Совершенно отрешившись от больничной обстановки, Мина первая вышла из прекрасного забытья, услышав те самые отдаленные звуки каталки, которую заранее подвозила дежурная медсестра.

- Хонки, кажется, мне пора… - помертвевшим голосом, нехотя прервала она их настоящее веселье.

- Как, уже? Ещё пару минут… - ухватился за воздух парень, паникуя и приподнявшись. – Они же могут подождать?

- Нет, пора. – стараясь быть твердой, повторила Мина.

- Ладно, хорошо… ладно. – почти заикаясь, закивал сам себе Хонки, всё ещё ища какого-то волшебного средства, чтобы остановить время. – Ты это… в общем, я жду тебя тут. Поняла? Я тебя тут сижу и жду.

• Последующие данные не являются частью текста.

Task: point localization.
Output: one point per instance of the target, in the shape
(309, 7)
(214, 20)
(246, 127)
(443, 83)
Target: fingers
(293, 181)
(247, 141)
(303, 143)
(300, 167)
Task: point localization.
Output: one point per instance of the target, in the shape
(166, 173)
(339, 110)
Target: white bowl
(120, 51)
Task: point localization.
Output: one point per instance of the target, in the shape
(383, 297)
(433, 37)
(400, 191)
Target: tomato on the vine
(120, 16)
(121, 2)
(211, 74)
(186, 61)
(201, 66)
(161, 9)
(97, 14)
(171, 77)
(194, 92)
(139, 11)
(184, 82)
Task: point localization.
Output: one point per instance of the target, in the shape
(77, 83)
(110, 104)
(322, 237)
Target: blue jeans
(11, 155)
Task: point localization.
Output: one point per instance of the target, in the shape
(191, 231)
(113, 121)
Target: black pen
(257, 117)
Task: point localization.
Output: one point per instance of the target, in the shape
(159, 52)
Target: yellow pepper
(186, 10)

- Договорились, - бодро умудрилась пробормотать Мина, но тут же испугавшись и вздрогнув, понизила тон, сделавшийся минорным. – А если… если нет, Хонки?

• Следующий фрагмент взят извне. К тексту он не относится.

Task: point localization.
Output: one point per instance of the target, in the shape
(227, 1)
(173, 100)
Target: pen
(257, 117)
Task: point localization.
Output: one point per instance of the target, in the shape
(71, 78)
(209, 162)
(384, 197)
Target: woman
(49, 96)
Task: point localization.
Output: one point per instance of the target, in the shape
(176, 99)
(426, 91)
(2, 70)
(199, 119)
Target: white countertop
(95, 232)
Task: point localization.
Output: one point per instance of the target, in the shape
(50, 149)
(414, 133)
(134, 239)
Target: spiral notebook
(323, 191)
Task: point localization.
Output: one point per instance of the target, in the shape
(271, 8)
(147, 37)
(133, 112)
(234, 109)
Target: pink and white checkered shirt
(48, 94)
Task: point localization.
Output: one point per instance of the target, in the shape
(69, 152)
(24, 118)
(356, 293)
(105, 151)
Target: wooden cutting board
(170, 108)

- Какое ещё нет? Я дождусь тебя и точка! – нет, только не опять слезы! Парень потер глаза, ущипнул себя.

- Но всё-таки! А если нет? Я не прошу у тебя верности и…

- А если нет, - не дал ей сказать то, что ему было не по нраву певец. Губы его сузились от напряжения. – Если нет, то ты жди меня там. Обязательно жди, где бы это ни было.

Несколько часов

Отец Мины задремал в кресле гостиной, но так некрепко, что очнулся при первом же шелесте подошв Хонки о пол. Тот вышел с кухни, просидев на ней ещё минут десять после окончания разговора. Ноги затекли, и только разъединившись с девушкой, он ощутил усталость и резь не спавших глаз. Плечи обвисали вниз с каждым шагом, и сил двигаться будто бы не было. Мужчина внимательно посмотрел на него и сразу всё понял, но всё равно предпочел заговорить, чтобы траурное онемение не брызгало по квартире, как из аэрозоля.

- Повезли? – Хонки кивнул, кусая губы, чтобы не разрыдаться при этом взрослом человеке, который страдал не меньше, чем он сейчас. Если тот думал, что только ему никто не заменит дочь, то обратное ему доказывать не собирались, но Хонки нес в груди отзвуки последних слов Мины и знал, что этого ему тоже никто и никогда не заменит. Ни её грустно-понимающих очей, ни её профиля в пол-оборота, ни тех шестнадцати или семнадцати лет, что стали эталоном счастья для каждого мига его жизни.

- А когда… когда будет известно, чем… как… как всё прошло? – спросил осторожно парень.

- Сколько сейчас? – задался вопросом господин Чон и сам себе ответил, взглянув на часы. – Почти восемь. В прошлый раз операция длилась до четырех часов дня.

- Так долго? – возглас сорвался с губ, и Хонки тут же спохватился, замолчав. Разумеется, это же не носки штопать. – Извините… значит, часов до четырех дня?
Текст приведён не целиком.